An interesting paper where the authors are building a better way to scan the Internet.
Shehar Bano et al. Scanning the Internet for Liveness // ACM SIGCOMM Computer Communication Review, Volume 48 Issue 2, April 2018
Liveness—whether or not a target IP address responds to a probe packet—is a nuanced concept without a simple yes/no answer. Responsiveness directly depends on the probe type, the configuration of the targeted host, as well as on firewalling and filtering behaviors at the edge or within networks.
Key findings include:
- TCP and UDP probes increase the population responsive over ICMP by 18%,
- comprehensively capturing reply traffic (i.e., taking into account negative reply packets) increases the responsive population by more than 13%,
- TCP stacks do not consistently respond with a TCP Rst for non-available services—in our measurements only 24% of hosts with an active TCP stack respond to all the probes,
- our concurrent scans allow us to identify nearly 2M tarpits that would bias measurements that do not take them into account, and
- we report on the correlation of responsiveness across protocols uncovering potential filtering practices.

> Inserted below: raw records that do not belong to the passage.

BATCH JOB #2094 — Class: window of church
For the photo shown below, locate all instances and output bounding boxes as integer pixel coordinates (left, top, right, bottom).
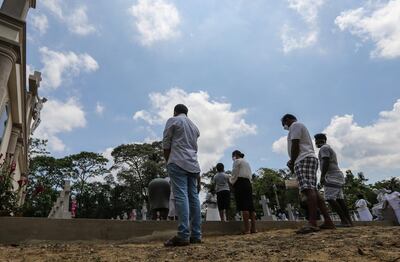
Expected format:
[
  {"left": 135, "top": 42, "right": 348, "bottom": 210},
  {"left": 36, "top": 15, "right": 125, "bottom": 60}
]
[{"left": 0, "top": 104, "right": 9, "bottom": 144}]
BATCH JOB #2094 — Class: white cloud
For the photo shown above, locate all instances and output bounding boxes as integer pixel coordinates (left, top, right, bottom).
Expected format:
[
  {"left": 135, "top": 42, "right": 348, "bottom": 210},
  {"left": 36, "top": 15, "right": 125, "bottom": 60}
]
[
  {"left": 29, "top": 14, "right": 49, "bottom": 35},
  {"left": 67, "top": 6, "right": 96, "bottom": 35},
  {"left": 134, "top": 88, "right": 256, "bottom": 171},
  {"left": 34, "top": 98, "right": 86, "bottom": 152},
  {"left": 288, "top": 0, "right": 325, "bottom": 24},
  {"left": 272, "top": 99, "right": 400, "bottom": 179},
  {"left": 129, "top": 0, "right": 181, "bottom": 46},
  {"left": 335, "top": 0, "right": 400, "bottom": 59},
  {"left": 41, "top": 0, "right": 96, "bottom": 36},
  {"left": 281, "top": 25, "right": 318, "bottom": 53},
  {"left": 281, "top": 0, "right": 325, "bottom": 54},
  {"left": 39, "top": 47, "right": 99, "bottom": 89},
  {"left": 40, "top": 0, "right": 64, "bottom": 18},
  {"left": 96, "top": 102, "right": 105, "bottom": 116}
]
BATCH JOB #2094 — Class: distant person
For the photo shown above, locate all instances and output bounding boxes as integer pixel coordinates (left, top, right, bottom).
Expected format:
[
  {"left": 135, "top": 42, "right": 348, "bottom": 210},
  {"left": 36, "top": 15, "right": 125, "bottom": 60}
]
[
  {"left": 230, "top": 150, "right": 257, "bottom": 234},
  {"left": 355, "top": 194, "right": 373, "bottom": 221},
  {"left": 213, "top": 163, "right": 231, "bottom": 221},
  {"left": 281, "top": 114, "right": 335, "bottom": 234},
  {"left": 165, "top": 177, "right": 177, "bottom": 220},
  {"left": 163, "top": 104, "right": 201, "bottom": 247},
  {"left": 385, "top": 191, "right": 400, "bottom": 224},
  {"left": 206, "top": 188, "right": 221, "bottom": 221},
  {"left": 314, "top": 134, "right": 353, "bottom": 227}
]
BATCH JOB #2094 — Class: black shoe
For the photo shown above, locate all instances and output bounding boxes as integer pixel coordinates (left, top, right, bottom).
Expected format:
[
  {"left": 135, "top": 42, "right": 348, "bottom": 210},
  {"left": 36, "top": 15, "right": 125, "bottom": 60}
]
[
  {"left": 164, "top": 236, "right": 189, "bottom": 247},
  {"left": 190, "top": 237, "right": 203, "bottom": 244}
]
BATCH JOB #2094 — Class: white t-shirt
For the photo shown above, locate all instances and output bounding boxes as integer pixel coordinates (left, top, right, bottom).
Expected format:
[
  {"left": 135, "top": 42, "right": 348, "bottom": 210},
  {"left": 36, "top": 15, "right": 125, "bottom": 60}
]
[
  {"left": 385, "top": 191, "right": 400, "bottom": 210},
  {"left": 288, "top": 122, "right": 316, "bottom": 164}
]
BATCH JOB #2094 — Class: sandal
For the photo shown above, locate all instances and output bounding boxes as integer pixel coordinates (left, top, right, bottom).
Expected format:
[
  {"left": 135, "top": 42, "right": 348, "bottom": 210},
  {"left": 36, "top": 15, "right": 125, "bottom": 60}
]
[
  {"left": 319, "top": 224, "right": 336, "bottom": 230},
  {"left": 296, "top": 225, "right": 320, "bottom": 235},
  {"left": 164, "top": 236, "right": 189, "bottom": 247}
]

Other things I found interesting:
- probe redundancy [sending deferred repeated probes] increases the population of active IP addresses by 2.2%
- scans recorded 487M network alive IPs (IPall) out of 3.6B probed.
- they see that ICMP Echo probes are most effective in discovering network active IPs, revealing 79% of IPall, followed by TCP probes.
- they found that 16% of IPall can only exclusively be discovered via TCP, and a small but significant ≈2% can only be discovered via UDP probes.